Был сейчас Гошка совсем не таким, каким знала его Юлька в школе. И в фигуре его — длинной и нескладной — не было знакомой скованности, и глаза смотрели уверенно и спокойно. И эта уверенность потихоньку передавалась ей.
А по ночному звездному небу, спеша от тучки к тучке, бежал торопливо рог луны. Вот он вынырнул из маленького облачка, переплыл к большому, зацепил его нижним краем за бок и пошел, поехал по нему.
И неожиданно Юльке показалось, что не тучки бегут по небу, а вся земля сдвинулась с места и побежала, закрутилась, а тучки стоят на месте. Голова закружилась, — поняла она, торопливо нащупала Гошкину руку и оперлась на нее. Гошка сжал маленькую Юлькину ладонь, другой рукой взял чуть повыше локтя.
— Ничего, — сказал он. — Все в норме. Ты держись!
— Держусь, — прошептала Юлька, чувствуя по-мужски твердую, сильную, холодноватую ладонь Гошки.
— А я вижу, а я вижу, — раздался сзади радостный Люськин голос. Юлька не отстранилась.
— Иди сюда, Люська, — позвала она.
— Очень нужно, — ответила Люська, но уже через мгновение рядом сверкнули ее черные глаза. — Ну чего тебе?
— Побудь с нами.
— Где двое, там третий лишний, — сообщила Люська, с отчаянным любопытством заглядывая в Юлькины глаза и, конечно, никуда не уходя. — Тебе хорошо так?

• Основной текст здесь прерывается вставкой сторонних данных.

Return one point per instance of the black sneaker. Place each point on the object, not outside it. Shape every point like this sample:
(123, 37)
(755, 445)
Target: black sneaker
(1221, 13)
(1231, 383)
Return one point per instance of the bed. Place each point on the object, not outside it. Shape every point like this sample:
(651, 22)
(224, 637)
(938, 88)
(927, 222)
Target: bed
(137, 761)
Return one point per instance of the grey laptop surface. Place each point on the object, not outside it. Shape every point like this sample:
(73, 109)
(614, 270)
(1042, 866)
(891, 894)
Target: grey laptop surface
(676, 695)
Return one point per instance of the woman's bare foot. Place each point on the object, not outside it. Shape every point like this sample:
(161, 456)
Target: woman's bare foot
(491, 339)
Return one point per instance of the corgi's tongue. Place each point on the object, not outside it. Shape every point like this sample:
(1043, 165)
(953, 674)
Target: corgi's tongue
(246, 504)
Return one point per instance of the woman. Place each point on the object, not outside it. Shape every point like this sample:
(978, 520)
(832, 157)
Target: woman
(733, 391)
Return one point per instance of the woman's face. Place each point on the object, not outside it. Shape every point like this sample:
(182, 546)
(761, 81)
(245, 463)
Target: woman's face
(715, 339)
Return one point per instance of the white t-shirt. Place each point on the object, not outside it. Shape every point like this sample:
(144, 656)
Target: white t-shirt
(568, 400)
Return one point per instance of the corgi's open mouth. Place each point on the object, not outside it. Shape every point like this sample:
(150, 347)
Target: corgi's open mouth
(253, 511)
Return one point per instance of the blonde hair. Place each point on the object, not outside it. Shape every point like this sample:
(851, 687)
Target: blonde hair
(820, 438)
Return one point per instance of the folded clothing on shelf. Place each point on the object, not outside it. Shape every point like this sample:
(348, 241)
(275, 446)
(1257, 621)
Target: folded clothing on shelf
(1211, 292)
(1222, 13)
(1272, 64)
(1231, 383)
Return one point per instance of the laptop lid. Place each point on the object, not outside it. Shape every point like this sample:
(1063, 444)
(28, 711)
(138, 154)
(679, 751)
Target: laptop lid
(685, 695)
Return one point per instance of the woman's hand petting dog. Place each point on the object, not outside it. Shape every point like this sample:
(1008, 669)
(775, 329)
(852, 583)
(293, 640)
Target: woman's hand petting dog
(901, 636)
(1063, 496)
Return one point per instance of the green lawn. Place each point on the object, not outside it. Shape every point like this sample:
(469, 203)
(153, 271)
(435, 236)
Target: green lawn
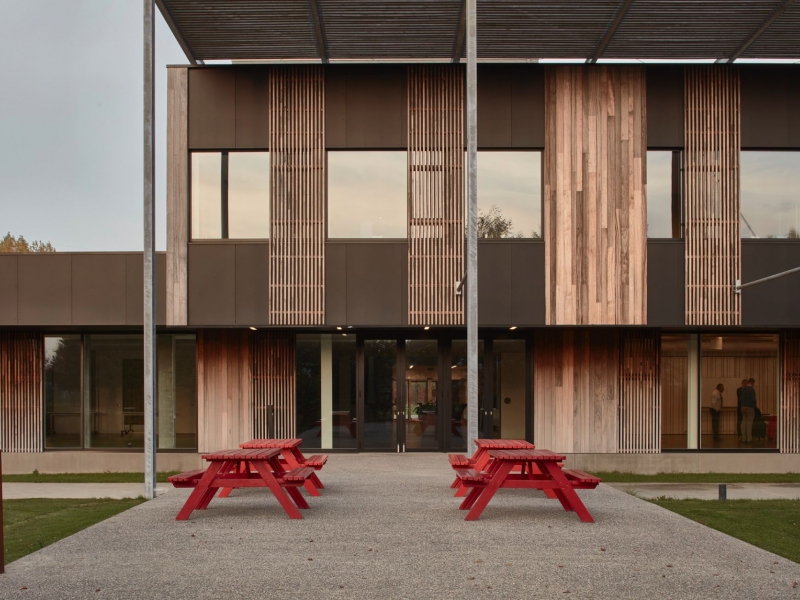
(773, 525)
(34, 523)
(623, 477)
(84, 477)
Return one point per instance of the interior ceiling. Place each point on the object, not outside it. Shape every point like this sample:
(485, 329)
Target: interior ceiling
(363, 30)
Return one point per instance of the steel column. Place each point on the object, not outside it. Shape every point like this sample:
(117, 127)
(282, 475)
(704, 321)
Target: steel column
(149, 253)
(472, 228)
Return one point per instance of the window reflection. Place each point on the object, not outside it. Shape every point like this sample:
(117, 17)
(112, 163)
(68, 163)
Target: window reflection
(367, 194)
(770, 194)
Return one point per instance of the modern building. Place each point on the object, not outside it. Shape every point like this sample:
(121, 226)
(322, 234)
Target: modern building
(313, 284)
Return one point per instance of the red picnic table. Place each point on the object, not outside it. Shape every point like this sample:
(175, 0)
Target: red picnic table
(263, 468)
(541, 471)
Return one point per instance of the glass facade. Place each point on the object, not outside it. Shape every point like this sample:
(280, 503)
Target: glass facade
(367, 194)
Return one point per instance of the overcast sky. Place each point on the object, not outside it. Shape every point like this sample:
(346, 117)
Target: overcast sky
(71, 122)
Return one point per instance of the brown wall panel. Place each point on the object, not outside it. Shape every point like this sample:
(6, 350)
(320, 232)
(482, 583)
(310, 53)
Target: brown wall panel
(212, 284)
(8, 290)
(252, 107)
(252, 284)
(212, 108)
(45, 289)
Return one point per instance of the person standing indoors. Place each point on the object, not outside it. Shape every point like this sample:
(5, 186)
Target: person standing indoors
(748, 410)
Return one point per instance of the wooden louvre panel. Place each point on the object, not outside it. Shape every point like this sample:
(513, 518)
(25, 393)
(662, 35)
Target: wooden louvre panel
(789, 419)
(177, 195)
(297, 196)
(274, 399)
(20, 392)
(436, 187)
(595, 207)
(639, 404)
(576, 385)
(711, 191)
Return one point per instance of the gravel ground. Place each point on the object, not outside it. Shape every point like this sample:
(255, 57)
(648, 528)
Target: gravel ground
(387, 526)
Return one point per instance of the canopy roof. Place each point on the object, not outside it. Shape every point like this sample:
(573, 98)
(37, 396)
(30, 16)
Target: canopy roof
(433, 30)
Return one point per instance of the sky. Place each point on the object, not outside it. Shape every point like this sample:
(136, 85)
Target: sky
(71, 122)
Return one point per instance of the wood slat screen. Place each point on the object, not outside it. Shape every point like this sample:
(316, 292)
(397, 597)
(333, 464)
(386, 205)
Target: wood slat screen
(711, 190)
(576, 387)
(595, 207)
(640, 402)
(177, 194)
(297, 196)
(274, 398)
(223, 389)
(21, 392)
(789, 419)
(436, 185)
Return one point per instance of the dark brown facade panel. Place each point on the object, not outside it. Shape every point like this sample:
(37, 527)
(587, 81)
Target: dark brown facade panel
(665, 107)
(252, 107)
(775, 302)
(770, 107)
(212, 108)
(212, 284)
(45, 289)
(335, 284)
(665, 281)
(8, 290)
(375, 283)
(252, 284)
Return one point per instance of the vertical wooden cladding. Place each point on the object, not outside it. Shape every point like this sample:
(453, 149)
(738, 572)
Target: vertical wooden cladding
(274, 400)
(436, 194)
(177, 195)
(789, 420)
(711, 176)
(595, 208)
(223, 389)
(20, 392)
(575, 390)
(639, 405)
(297, 196)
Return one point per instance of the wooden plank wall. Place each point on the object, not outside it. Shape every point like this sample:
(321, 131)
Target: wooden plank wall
(21, 392)
(224, 406)
(297, 196)
(711, 191)
(789, 419)
(640, 398)
(436, 185)
(273, 356)
(177, 194)
(595, 207)
(576, 386)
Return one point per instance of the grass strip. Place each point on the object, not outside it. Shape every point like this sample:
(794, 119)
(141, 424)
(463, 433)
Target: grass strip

— Хорошо, — призналась Юлька.
— Ну во-от! — разочарованно протянула Люська. — Только-только подружишься с кем, а тебе уже мешают. И чего ты сюда приперся?
Никто ей не ответил. А месяц все плыл и плыл от тучки к тучке, то пронизывая их насквозь, то цепляя своими острыми краями, но шум от этих небесных схваток на землю не доходил. Над землею висела тишина.
Долго потом с каким-то внутренним содроганием вспоминала Юлька переполненный зал, строгих судей за темным, похожим на глухой ящик столом, и мать — в сторонке, за деревянным барьером. Она знала, что суду надо говорить только правду, что скрывать ничего нельзя, но каждое слово давалось ей с трудом, в горле было невыносимо сухо.
— Да, пила… Да, била… — чуть слышно говорила она, скорее не отвечая на вопросы, а повторяя то, о чем спрашивал ее судья. — Да, приходила, да, почти каждый день…
И хотя судья смотрел на нее с сочувствием и участием, Юльке было тяжело и страшно. «Как долго, — думала она, с трудом разбирая вопросы судьи и ища на них ответы. — Как долго!»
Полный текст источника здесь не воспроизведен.